As a final note, I have to say that in my opinion, understanding C is an absolute prerequisite to using flex and bison. Trying to teach all three at the same time strikes me as pedagogically suspect.

0
votes

The error message

time.y:17:47: warning: format specifies type 'char *' but the argument has type
  'YYSTYPE' (aka 'int') [-Wformat]

for that line for example

printf ("Valid time format 1 : %s%s\n ", $1, $2);

says that you specified an %s (which is a C-style string of type char *) but effectively the argument is of type YYSTYPE (which seems to be an integer type).

0
votes

As @Elyasin pointed out, the error message you're given is telling you exactly what's wrong- YYSTYPE defaults to being an int but you're attempting to use it as a string (this is on every line you get the error). Furthermore you're attempting to use it as an int in some places and a string in others, which is obviously incorrect.

What you can do is create a string to hold your input as you go and concatenate into that.
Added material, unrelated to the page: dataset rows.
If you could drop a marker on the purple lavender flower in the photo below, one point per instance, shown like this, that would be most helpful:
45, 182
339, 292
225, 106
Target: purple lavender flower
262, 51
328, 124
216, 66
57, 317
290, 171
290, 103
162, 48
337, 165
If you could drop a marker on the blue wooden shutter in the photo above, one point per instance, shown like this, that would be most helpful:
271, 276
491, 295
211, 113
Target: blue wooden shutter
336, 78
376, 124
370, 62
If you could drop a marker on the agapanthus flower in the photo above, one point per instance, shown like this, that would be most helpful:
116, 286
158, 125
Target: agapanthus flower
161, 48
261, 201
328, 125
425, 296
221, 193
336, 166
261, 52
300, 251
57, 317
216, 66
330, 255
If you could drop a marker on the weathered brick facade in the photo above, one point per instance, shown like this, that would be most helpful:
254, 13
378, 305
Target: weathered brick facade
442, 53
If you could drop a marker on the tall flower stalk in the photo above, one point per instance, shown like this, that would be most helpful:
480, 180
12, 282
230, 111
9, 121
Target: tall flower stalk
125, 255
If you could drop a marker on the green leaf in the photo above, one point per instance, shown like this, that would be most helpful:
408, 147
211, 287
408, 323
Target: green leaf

You can do this with a variable in your initial yacc block, so something like this:

%{
void yyerror (char *s);
int yylex();
#include <stdio.h>
#include <string.h>

char time_str[15];
%}

time_str is now available throughout your parser steps, so you can copy into that, then in your final step you can just print out the built up string, like

printf ("Valid time format 1 : %s", timestr);
0
votes

I've solved the warnings defining a char array for am and pm values and treated as int the YYSTYPE variables (as suggested).

I've also added cases for empty lines, comma separation after each input, validation for hours and minutes, exit command:

%{
void yyerror (char *s);
int yylex();
#include <stdio.h>
#include <string.h>
#include <stdlib.h>

char ampm_str[15] = "";

typedef int bool;
bool validFormat = 1;
%}

%start input
%token digit
%token am
%token pm
%token colon
%token sep
%token exit_command

%%
input       : /* empty */
            | input line 
            ;

line        : '\n'
            | list '\n' 
            ;

list        : time
            | time sep list 
            | exit_command  {exit(EXIT_SUCCESS);}
            ;


time        :  hour ampm                {if ($1 > 12 || $1 <= 0)  {printf ("Hour out of range\n");validFormat = 0;} else if(validFormat) {printf("Valid time format %d%s\n", $1, ampm_str); } validFormat = 1;}
            |  hour colon minute        {if ($1 > 24 || $1 <= 0)  {printf ("Hour out of range\n");validFormat = 0;} else if(validFormat) {printf("Valid time format   %d:%d\n", $1, $3); } validFormat = 1;}
            |  hour colon minute ampm   {if ($1 > 12 || $1 <= 0)  {printf ("Hour out of range\n");validFormat = 0;} else if(validFormat) {printf ("Valid time format   %d:%d%s\n", $1, $3, ampm_str); } validFormat = 1;}
            ;


hour        :   two_digits        { $$ = $1; }
            |   digit             { $$ = $1; }
            ;

minute      :   two_digits          { $$ = $1; if ($$ > 59) {printf ( "minute out of range\n");validFormat = 0;}}
            |   digit               { $$ = $1; if ($$ > 59) {printf ( "minute out of range\n");validFormat = 0;}}
            ;

two_digits  :  digit digit          {$$ = 0; $$ = $1 * 10 + $2; }
            ;

ampm        :   am               {strcpy(ampm_str, "am");}
            |   pm               {strcpy(ampm_str, "pm");}
            ;


%%
int yywrap()
{
        return 1;
} 

int main (void) {
printf ("Insert time, and press enter\n");
printf ("Type , after each time\n");
printf ("Valid formats : 2am, 12:00, 13:30pm\n");
printf ("exit to quit\n");

  return yyparse();
}


void yyerror (char *s) {fprintf (stderr, "Invalid character: %s\n", s); validFormat = 0;}
0
votes

For byte parsing in lex file 0x[0-9a-f]{8} { yylval.number = strtoll(yytext+2, NULL, 16); return BYTE_4; } In yacc file You need to declear this number as part of union.